The Fisheries Administration Department announced a temporary ban on mackerel fishing from Tuesday until March 31, as the fish’s breeding season is approaching.
Head of the department, Hong Hy, said: “To ensure the sustainability of maritime resources in Cambodia, the fisheries department prohibits mackerel fishing during the period every year.”
Mackerel is a migrating fish species that prefer to live in schools at a depth of 30-40m, he said.
It likes to eat sea plants and plankton and usually comes to the coastal areas between mid-January and the end of March in order to reproduce.
Hy noted that mackerel fishing requires costly equipment, such as powerful boat engines and a long net that could reach a depth of at least 10m. Consequently, many fishermen cannot afford them.
Separately, fishermen believed that their mackerel catches have been declining.
Nak Sen, a fisherman based in Kampot province, told The Post on Tuesday that 20 years ago, he could catch at least 2kg of mackerel every day.

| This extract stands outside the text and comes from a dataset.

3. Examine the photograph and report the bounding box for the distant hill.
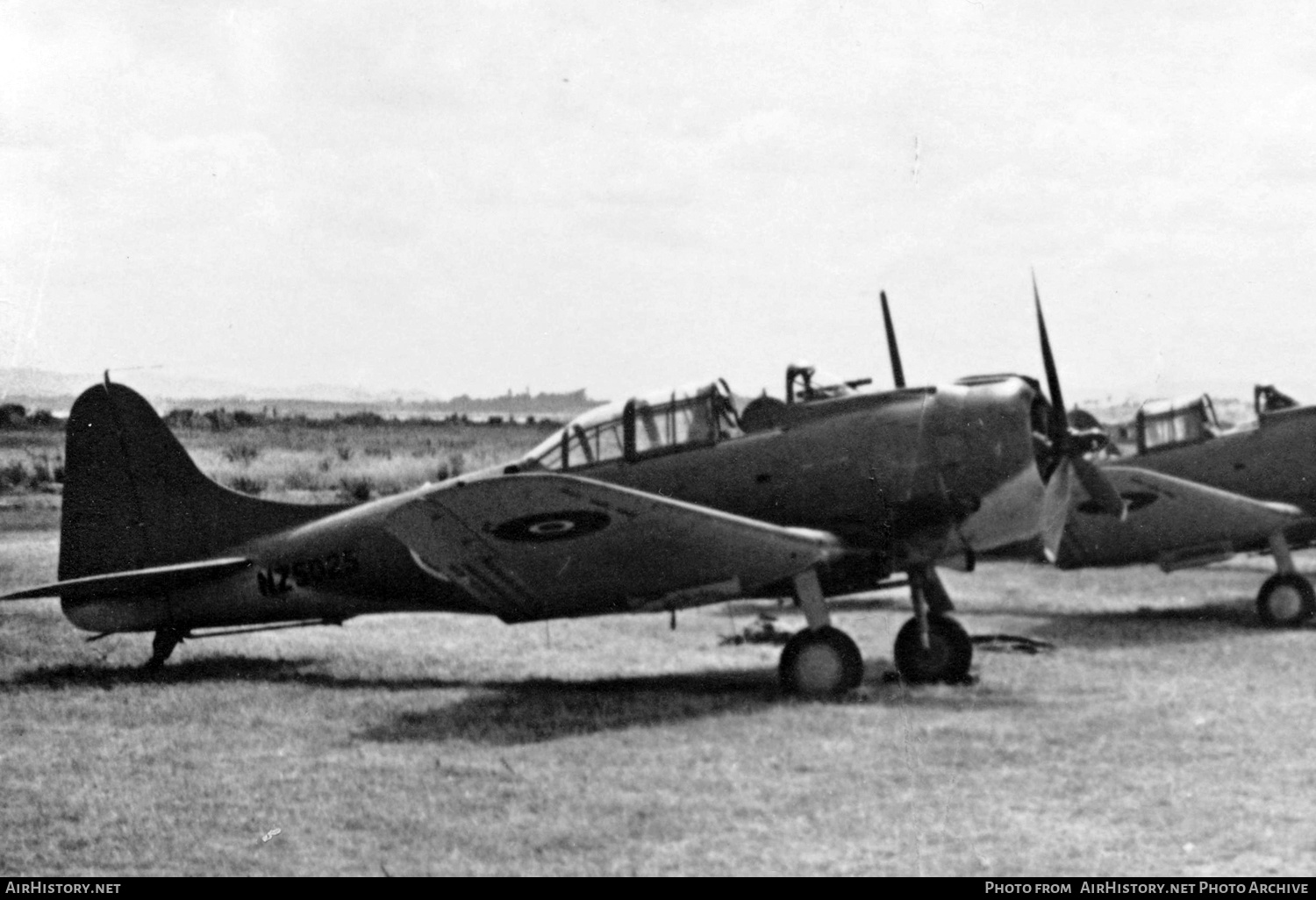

He pointed out the lack of mackerel in the province’s coastal areas, saying “more and more mangrove forests have been cleared since 2010 to allow construction of factories”.
“In the past, the province had [lots of] mackerel, but I have not seen schools of mackerel of late,” Sen said.
He added that he could not afford the more advanced fishing equipment and his can only be used in shallow waters.
Kampot provincial fisheries administration official Sar Sorin said the waters in the province are generally more shallow and the current is weaker than that of Preah Sihanouk and Koh Kong provinces.
“Some members of the fishing community in Kampot sail to Preah Sihanouk province’s waters once in four to five days and are able to catch up to 20kg of mackerel. Others who fish around here and Kep province can only catch up to 5kg at the same time,” he said.
Ek Phea from Preah Sihanouk provincial fisheries administration told The Post that most schools of mackerel fish can be found swimming around Koh Ses, Koh Pol Vai, Koh Pring, Koh Rong and some islands in Koh Kong province.
He said most of the fishermen in his province are aware of the temporary ban.
“We have broadcast the announcement about the prohibition to the fishing communities and at fishing supply collection sites,” Phea said.
The annual fishing yield in Preah Sihanouk province reaches up to about 4,000 tonnes, 500 tonnes of which is mackerel, he said.
Non Doeun, a fisherman from Prey Nop district’s O’Chrov commune said at the moment, the fishermen in his community are busy preparing to catch crabs, squid and shrimp.
“We can fish anything other than mackerel in order to support our families,” he said.